Technology Volvo is currently testing to help electric trucks go even further.

Electric trucks (and electric vehicles in general for that matter) are still a bit of an anomaly for many people. From this, there are countless misunderstandings, half-truths and even outright falsehoods that many people believe to be fact when it comes to these new rigs.


Probably the ultimate current example of this is that electric trucks don’t have the ability to travel long distances on a single charge. This is completely false. The fact is that currently electric Volvo trucks can cover an outstanding distance. One one single charge, you can travel up to 440 kilometres! Thats basically the distance from Toronto to Ottawa, and again thats on one single charge!

Not far enough? You want more distance?

Not a problem, just plug in while you’re eating lunch and you can easily extend that distance. If you recall, in a previous blog post we noted that depending upon how many batteries your Volvo is equipped with (there can currently be up to 3), and whether you charge with AC or DC current (DC is faster), it takes about 90 minutes to fast charge up to 80% capacity (we realize you won’t take a 90 minute lunch, but even a 40 minute charge will give you plenty more driving km’s for your day). So now that we’ve established that as things sit right now electric rigs are more than up to the distance task, let’s talk about a technology Volvo is currently testing to further increase their driving distance. Fuel cell electric trucks.

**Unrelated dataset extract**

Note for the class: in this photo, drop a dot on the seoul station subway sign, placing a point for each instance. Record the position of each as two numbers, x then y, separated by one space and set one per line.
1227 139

These are a viable emission free alternative to the trucking industry. They run on hydrogen and only emit water. The purpose of these will be to help with demanding long haul, heavy loads or even 24/7 shift operations. So how does a fuel cell electric truck work then? The trucks electricity will be generated by fuel cells using hydrogen. The hydrogen will be stored in gas tanks and help to offer longer range than batteries.

Another nice thing about this technology is that the hydrogen tanks can be filled as fast as a diesel rig can be.

Now this is still in the testing phase, but it’s just another example of how Volvo is not only constantly striving to improve the lives of truckers, but also when it comes to environmentally sustainable innovation.